Joyce Carol Oates, the prolific and wealthy novelist who uses Twitter to troll dead rivals, blame street harassment on Islam, joke about Chinese people eating cats, fool people into thinking she thinks people hunt dinosaurs for sport, and lazily conflate art with real life, has sadly outdone herself once again. Let’s head over to the timeline for the exact quote:
Artists thrive on turbulence & estrangement from Establishment/authority–so T***p presidency would not be total disaster, for some.
— Joyce Carol Oates (@JoyceCarolOates) November 2, 2016
Wow, this is… actually not the worst thing she’s said! Or, in other words, not a “total disaster.” Is Joyce getting the hang of social media nuance?
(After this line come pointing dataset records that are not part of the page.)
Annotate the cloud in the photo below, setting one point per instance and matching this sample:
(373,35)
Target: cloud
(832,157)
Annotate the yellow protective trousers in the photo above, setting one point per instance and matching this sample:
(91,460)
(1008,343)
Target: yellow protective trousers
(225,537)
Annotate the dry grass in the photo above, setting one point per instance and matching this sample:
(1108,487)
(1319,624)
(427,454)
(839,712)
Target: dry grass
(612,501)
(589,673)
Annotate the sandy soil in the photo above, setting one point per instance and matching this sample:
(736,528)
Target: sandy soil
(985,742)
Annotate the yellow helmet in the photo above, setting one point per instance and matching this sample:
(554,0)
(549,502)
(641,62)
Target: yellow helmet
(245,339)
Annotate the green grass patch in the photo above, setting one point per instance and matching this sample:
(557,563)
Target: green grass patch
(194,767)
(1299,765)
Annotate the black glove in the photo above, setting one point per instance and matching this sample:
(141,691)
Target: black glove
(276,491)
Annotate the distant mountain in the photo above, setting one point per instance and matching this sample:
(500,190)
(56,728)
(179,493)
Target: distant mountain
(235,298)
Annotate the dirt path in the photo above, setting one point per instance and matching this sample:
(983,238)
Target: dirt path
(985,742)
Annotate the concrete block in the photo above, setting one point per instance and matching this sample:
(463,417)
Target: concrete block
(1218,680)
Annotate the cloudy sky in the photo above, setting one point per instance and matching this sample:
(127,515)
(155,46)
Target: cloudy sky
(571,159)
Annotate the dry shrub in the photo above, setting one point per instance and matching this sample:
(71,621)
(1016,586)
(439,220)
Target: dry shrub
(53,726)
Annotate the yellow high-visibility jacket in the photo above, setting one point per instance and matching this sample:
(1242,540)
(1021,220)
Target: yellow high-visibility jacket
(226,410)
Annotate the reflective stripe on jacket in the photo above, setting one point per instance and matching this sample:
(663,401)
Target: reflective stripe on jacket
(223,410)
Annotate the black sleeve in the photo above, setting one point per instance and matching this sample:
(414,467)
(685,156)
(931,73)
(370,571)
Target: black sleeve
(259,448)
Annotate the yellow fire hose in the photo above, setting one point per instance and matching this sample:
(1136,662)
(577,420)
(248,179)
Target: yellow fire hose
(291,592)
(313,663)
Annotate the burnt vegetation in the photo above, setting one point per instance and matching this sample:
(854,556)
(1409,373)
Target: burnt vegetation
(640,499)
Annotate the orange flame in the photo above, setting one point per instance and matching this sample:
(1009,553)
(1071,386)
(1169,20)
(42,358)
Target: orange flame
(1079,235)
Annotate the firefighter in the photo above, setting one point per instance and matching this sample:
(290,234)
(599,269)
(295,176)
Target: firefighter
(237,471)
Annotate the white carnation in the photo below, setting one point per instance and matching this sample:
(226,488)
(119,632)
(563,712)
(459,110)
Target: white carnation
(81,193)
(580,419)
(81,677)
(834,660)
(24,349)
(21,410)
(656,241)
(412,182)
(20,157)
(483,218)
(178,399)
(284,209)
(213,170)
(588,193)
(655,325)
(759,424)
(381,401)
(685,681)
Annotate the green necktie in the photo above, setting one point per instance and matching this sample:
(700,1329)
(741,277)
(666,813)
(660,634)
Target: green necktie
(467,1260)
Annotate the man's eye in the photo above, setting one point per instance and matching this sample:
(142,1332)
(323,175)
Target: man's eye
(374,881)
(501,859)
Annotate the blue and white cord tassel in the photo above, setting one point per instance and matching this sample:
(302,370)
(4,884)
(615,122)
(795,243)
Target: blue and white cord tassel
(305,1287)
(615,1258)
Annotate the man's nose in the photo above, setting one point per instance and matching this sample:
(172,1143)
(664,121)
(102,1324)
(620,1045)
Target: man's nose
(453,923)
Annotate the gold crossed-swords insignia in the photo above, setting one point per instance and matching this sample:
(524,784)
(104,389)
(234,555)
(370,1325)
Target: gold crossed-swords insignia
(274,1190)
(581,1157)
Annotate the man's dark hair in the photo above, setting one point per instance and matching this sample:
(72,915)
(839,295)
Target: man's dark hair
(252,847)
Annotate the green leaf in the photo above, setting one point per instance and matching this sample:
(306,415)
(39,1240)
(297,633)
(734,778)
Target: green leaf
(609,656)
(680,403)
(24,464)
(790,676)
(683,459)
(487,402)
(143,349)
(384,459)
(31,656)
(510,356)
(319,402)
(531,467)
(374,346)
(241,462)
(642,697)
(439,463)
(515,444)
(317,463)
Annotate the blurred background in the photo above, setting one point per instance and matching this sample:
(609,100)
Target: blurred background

In times of political/social malaise, the powerful attractions & refuge of art. At once one is transported to a timeless & more human realm.
— Joyce Carol Oates (@JoyceCarolOates) November 2, 2016
Just kidding, that’s garbage. Garbage, Joyce! Art is a refuge, sure, and great work has been produced in opposition to authoritarian regimes, but those same governments also censor, imprison, and, like… kill the artists they don’t like. Remember? From all those years you’ve been alive? No?
https://twitter.com/BLCAgnew/status/793831317632749568
Sadly so. Picasso, Guston,Mailer, Pynchon, Roth, DeLillo, Barthelme, Sontag, Coover–just a few artists infuriated/galvanized by opposition. https://t.co/B1erFMCsjo
— Joyce Carol Oates (@JoyceCarolOates) November 2, 2016
Philip Roth could never have written about a neurotic young Alex Portnoy masturbating into a piece of liver without Nixon in the White House. And it’s actually good that hundreds of civilians died in the bombing of Guernica during the Spanish Civil War so that Picasso could do a big painting about it. If there’s anything artists have trouble conjuring without the help of institutional repression, it’s “turbulence & estrangement.”
Just imagine: atop the pile of ash and bone, which is all that remains of civilization, a Great American Novel about life under President Trump. The ultimate vindication for art—if only someone were still alive to read it.